2
votes

I have split the dataset ( around 28K images) into 75% trainset and 25% testset. Then I have taken randomly 15% of trainset and randomly 15% of testset to create a validation set. The goal is to classify the images into two categories. The exact image sample can't be shared. But its similar to the one attached. I'm using this model: VGG19 with imagenet weights with last two layers trainable and 4 dense layers appended. I am also using ImageDataGenerator to Augment the images. I trained the model for 30 epochs and found that the training accuracy is 95% and Validation accuracy is 96% and when trained on test dataset it fell down enormously to 75% only.

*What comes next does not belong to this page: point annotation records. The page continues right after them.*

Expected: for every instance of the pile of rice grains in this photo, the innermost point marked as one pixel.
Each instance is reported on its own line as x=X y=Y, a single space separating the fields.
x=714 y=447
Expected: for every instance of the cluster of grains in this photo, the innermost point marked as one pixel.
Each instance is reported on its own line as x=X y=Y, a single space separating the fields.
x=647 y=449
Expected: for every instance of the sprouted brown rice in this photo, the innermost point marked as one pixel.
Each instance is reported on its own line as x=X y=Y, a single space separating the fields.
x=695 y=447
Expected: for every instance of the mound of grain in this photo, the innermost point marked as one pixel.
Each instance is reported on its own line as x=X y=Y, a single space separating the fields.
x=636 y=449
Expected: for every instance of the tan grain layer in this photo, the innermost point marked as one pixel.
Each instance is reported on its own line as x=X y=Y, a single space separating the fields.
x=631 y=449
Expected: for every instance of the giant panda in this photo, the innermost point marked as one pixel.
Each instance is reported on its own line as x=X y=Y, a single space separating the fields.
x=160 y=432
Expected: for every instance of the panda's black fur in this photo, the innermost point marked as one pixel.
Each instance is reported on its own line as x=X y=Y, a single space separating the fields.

I have tried regularization and dropout to tackle the overfitting if it is suffering. I have also done one more thing to see what happens if I use the testset as Validation set and test the model on the same testset. The results were: Trainset Acc = 96% and Validation ACC = 96.3% and the testAcc = 68%. I don't understand what should I Do ?

image

2
check for class imbalance. i.e check if you have a class which is in test case but in neither of training set nor in validation set. - Mitiku
There is no class balance, I have checked. - Harsh Vardhan
Why has somebody downvoted my question? whats wrong in the question? - Harsh Vardhan
@HarshVardhan DId you find a solution? I am having similar issues - ManInMoon
@ManInMoon if your is same as mine then there is no problem with the network. I forgot to normalize the images at test time. Did you do it too ? check that. - Harsh Vardhan

2 Answers

2
votes

First off, you need to make sure that when you split in data, the relative size of every class in the new datasets is equal. It can be imbalanced if that is the distribution of your initial data, but it must have the same imbalance in all datasets after the split.

Now, regarding the split. If you need a train, validation and test sets, they must all be independent of each-other (no-shared samples). This is important if you don't want to cheat yourself with the results that you are getting.

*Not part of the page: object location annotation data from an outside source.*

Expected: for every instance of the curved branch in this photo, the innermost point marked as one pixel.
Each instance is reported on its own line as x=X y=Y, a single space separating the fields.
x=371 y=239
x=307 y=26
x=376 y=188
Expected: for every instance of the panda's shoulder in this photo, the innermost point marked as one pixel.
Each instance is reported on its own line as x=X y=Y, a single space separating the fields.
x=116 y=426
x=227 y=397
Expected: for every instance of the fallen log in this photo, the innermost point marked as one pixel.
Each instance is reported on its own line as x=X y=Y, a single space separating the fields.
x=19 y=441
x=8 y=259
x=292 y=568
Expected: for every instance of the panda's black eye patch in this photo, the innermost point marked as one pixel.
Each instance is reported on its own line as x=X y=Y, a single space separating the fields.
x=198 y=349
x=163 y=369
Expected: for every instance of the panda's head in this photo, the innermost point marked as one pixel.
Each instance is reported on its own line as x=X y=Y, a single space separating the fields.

In general, in machine-learning we start from a training set and a test set. For choosing the best model architecture/hyper-parameters, we further divide the training set to get the validation set (the test set should not be touched). After determining the best architecture/hyper-parameters for our model, we combine the training and validation set and train the best-case model from scratch with the combined full training set. Only now we get to test the results on the test set.

-1
votes

I had faced a similar issue in one of my practice projects. My InceptionV3 model gave a high training accuracy (99%), a high validation accuracy (95%+) but a very low testing accuracy (55%).

The dataset was a subset of the popular Dogs vs. Cats dataset (https://www.kaggle.com/c/dogs-vs-cats/data), made by me, having 15k images split into 3 folders: train, valid, and test in the ratio of 60:20:20 (9000, 3000, 3000 each halved for cats folder and dogs folder).

The error in my case was actually in my code. It had nothing to do with the model or the data. The model had been defined inside a function and that was creating an untrained instance during the evaluation. Hence, an untrained model was being tested upon on the test dataset. After correcting the errors in my notebook I got a 96%+ testing accuracy.

Links:

https://colab.research.google.com/drive/1-PO1KJYvXdNC8LbvrdL70oG6QbHg_N-e?usp=sharing&fbclid=IwAR2k9ZCXvX_y_UNWpl4ljs1y0P3budKmlOggVrw6xI7ht0cgm03_VeoKVTI

https://drive.google.com/drive/u/3/folders/1h6jVHasLpbGLtu6Vsnpe1tyGCtR7bw_G?fbclid=IwAR3Xtsbm_EZA3TOebm5EfSvJjUmndHrWXm4Iet2fT3BjE6pPJmnqIwW8KWY tyuhm

Other probable causes:

  • One possibility is that the testing set would have a different distribution than the validation set (This could be excluded by joining all the data, randomizing, and splitting again to train, test, valid).
  • To swap valid and test with each other and see if it has an effect (Sometimes if one set has relatively harder examples).
  • If the training somehow overfitted on the validation set (Is it possible that during training, at one or more steps, the model giving the best score on the validation set is chosen).
  • Images overlapping, lack of shuffling.
  • In the deep learning world, if something seems way too odd to be true, or even way too good to be even true, a good guess is that its probably a bug unless proven otherwise!